Die Ausgabe der ersteigerten Gegenstände

erfolgt nach Barzahlung sofort oder innerhalb von 5 Arbeitstagen. Der Käufer ist verpflichtet, diesen Zeitraum einzuhalten. Für etwaige Beschädigungen oder Verluste übernimmt das Auktionshaus keine Haftung. Sollte die angegebene Frist überschritten werden, kann der Gegenstand kostenpflichtig zu Lasten des Käufers eingelagert werden.

 

Schriftliche Gebote

werden bis spätestens einen Tag vor der Auktion angenommen. Sie werden interessewahrend und gewissenhaft ausgeführt. Verbindlich dafür ist stets die Katalognummer. Der dabei angegebene Preis gilt als Höchstgebot, ausschließlich Gebühr und Mehrwertsteuer. Der Zuschlag kann also auch für einen niedrigeren Preis erfolgen. Nicht bekannte Bieter werden gebeten, bis zum Beginn der Versteigerung für ausreichende Sicherheitsleistung zu sorgen, da sonst die Ausführung des Gebotes unterbleiben kann, dies trifft auch für Telefonbieter zu.

 

Telefonische Gebote

müssen vor der Versteigerung vom Auftraggeber schriftlich bestätigt werden. Der im Höchstfall vorgesehene Kaufpreis muß hinterlegt bzw. anderweitig abgesichert sein, z.B. durch einen Scheck. Für das Zustandekommen einer telefonischen Verbindung während der Versteigerung wird vom Auktionshaus keine Haftung übernommen. Telefonbieter müssen Ihren Bietwunsch bis spätestens 15°° Uhr des Auktionsvortages unter Angabe von Name, Adresse und der Telefonnummer, unter welcher Sie am Auktionstag sicher zu erreichen sind. Telefonische Gebote werden nur bei Schätzpreisen über 200,- EUR angenommen.                                                                                  Eine telefonische Teilnahme an der Auktion bedeutet automatisch das Bieten des Limitpreises des betreffenden Objektes. Dies gilt auch für den Fall, daß der Bieter während der Auktion vom Auktionator oder seinen Gehilfen nicht telefonisch erreicht werden kann.

 

Nachverkauf 

Der Nachverkauf findet grundsätzlich unter Auktionsbedingungen statt !

Der Versand

erfolgt bei schriftlichen Geboten auf Wunsch des Käufers, auf seine Kosten und auf seine Gefahr, wobei der Versteigerer nach eigenem Ermessen Versandart und Versandmittel bestimmt. Jedes verschickte Paket (auch unfrei) ist bis zu einem Wert von 500,-€ versichert. Deshalb werden alle Waren als Paket versandt. Sollte eine höhere Versicherungssumme gewünscht werden, so bitten wir, dies rechtzeitig mitzuteilen. Die Versandkosten liegen je nach Größe u .Gewicht pro Paket bei 10,00 € bis 15,- € (oder höher / nach tel. Absprache). Das Paket kann aber auch unfrei zugesandt werden, wenn der Käufer die Versandkosten einsparen möchte.

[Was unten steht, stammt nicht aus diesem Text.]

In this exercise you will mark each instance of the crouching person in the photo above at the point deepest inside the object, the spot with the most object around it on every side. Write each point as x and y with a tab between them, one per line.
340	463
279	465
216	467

Ausfuhrlieferungen in Drittländer außerhalb der EU und an branchengleiche Unternehmen innerhalb der EU, die eine gültige Umsatzsteuer-Identifikationsnummer nachgewiesen haben, können von der Mehrwertsteuer befreit werden. Das Aufgeld beträgt in diesem Falle 19 %. Die Kosten für die Erstellung von Ausfuhrpapieren und Transport trägt der Käufer. Käufer, die die ersteigerte Ware persönlich in ein Nicht-EU-Land ausführen, erhalten nach Vorlage der abgestempelten Ausfuhrpapiere die entrichtete Mehrwertsteuer zurückerstattet.

 
Zusatz 26.08.2016
Auch bei Onlinebietern ist das Versteigerungsprotokoll sowie die Versteigerungsbedingungen unseres Hauses maßgebend, nicht die Angaben des Online - Dienstleister.
 
Erfüllungsort und Gerichtsstand für beide Teile ist Magdeburg.